O período de Ártemis (no original, “Artemis”) como Mulher-Maravilha foi de dezembro de 1994 (“Wonder Woman”, segunda série, nº 92) a agosto de 1995 (“Wonder Woman”, segunda série, nº 100) – nove edições.

Além do enfraquecimento dos roteiros, houve uma mudança drástica quanto à arte. A Mulher-Maravilha era sexy, muito sexy. Talvez demais para uma personagem que se propõe ser o ícone da mulher independente e que vence pelo amor – e não pela violência ou pela sexualidade.

A Mulher-Maravilha passou a ter pernas ainda mais longas, coxas ainda maiores e seios gigantes. Anos depois, em entrevista a Lee Daniels, o roteirista Messner-Loebs disse que sabia que o artista brasileiro Deodato Taumaturgo Borges Filho (que assina como Mike Deodato Jr.) estava “desenhando (a Mulher-Maravilha) da maneira como George Pérez esperava que não fosse desenhada”. Mas não admite que tenha sido um erro da equipe criativa tê-la tornado tão sexy: “Eu realmente tenho sentimentos mistos sobre isso”.

Líder da Liga da Justiça

Paralelo a isso, em outro reflexo da era Image, o Superman morria, em uma história que não fazia sentido, mas muito bem desenhada, em que cada página da história tinha um único e enorme desenho, que parecia um pôster. Era uma daquelas “revoluções”. Mas essa teve reflexo para a Mulher-Maravilha: Superman era o líder da Liga da Justiça. Com ele morto, a Mulher-Maravilha assumiu o posto, para honrar o legado do amigo.
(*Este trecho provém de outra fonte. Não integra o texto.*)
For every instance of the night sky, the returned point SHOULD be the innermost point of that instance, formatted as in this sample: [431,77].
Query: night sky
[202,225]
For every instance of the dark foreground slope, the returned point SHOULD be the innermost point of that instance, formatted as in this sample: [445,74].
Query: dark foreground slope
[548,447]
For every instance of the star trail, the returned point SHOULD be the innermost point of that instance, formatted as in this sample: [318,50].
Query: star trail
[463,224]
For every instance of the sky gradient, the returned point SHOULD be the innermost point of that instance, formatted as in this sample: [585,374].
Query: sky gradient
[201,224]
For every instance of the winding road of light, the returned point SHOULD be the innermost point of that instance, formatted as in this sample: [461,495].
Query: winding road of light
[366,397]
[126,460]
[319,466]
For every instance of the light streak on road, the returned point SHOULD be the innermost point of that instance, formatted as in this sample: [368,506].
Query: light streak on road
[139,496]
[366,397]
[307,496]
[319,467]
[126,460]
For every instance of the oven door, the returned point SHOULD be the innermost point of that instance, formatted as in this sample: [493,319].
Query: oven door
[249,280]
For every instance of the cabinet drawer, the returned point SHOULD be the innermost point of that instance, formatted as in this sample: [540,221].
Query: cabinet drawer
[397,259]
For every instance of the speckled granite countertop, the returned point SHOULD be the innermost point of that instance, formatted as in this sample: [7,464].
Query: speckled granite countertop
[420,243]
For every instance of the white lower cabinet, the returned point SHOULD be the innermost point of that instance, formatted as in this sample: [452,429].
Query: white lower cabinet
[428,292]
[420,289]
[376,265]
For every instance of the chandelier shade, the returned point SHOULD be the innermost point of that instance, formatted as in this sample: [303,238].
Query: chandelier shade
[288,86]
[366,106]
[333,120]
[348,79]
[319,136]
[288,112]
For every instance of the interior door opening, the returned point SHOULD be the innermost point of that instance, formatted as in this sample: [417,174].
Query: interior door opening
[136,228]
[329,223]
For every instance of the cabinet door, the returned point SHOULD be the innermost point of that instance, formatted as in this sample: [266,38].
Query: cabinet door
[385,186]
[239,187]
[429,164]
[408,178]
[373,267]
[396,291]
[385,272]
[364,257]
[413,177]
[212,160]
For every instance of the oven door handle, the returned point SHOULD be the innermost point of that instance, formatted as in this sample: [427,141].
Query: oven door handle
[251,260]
Essa fase da Liga, entretanto, não foi das melhores, e esta passagem da Mulher-Maravilha pelo título não foi das mais brilhantes – a revista acabaria sendo cancelada. Entretanto, com o enorme tempo que ela ficou como líder do grupo (de fevereiro de 1993, em “Justice League of America” nº 71, a agosto de 1996, em “Justice League Task Force” nº 37), a Mulher-Maravilha voltou a ser uma referência à equipe e, por extensão, ao universo DC, o que não acontecia desde que as histórias foram zeradas em “Crise nas Infinitas Terras”.

Após 40 histórias à frente da Mulher-Maravilha, Messner-Loebs deixa o título no nº 100, cujo ápice é a morte da Mulher-Maravilha – Ártemis, é claro. É dito que uma profecia havia revelado à rainha Hipólita que a Mulher-Maravilha morreria. Para preservar a filha, ela criou um novo torneio, para que outra amazona tombasse em seu lugar.

O saldo dessa saga foi que a rainha das amazonas, afinal, não era tão nobre quanto parecia (e o quanto cobrava de suas súditas); e a princesa Diana começou a rumar para um caminho menos pacifista, mais bélico. A tal “revolução” – uma nova Mulher-Maravilha – não seguiu adiante, do mesmo modo que a morte do Superman, é claro, não foi mantida.

A nova Moça-Maravilha

A partir do n‘ 101 de “Wonder Woman”, um novo roteirista-desenhista assume as histórias: o britânico-canadense John Byrne. Anos antes, ele havia reformulado o Superman da mesma maneira que George Pérez fez com a Mulher-Maravilha.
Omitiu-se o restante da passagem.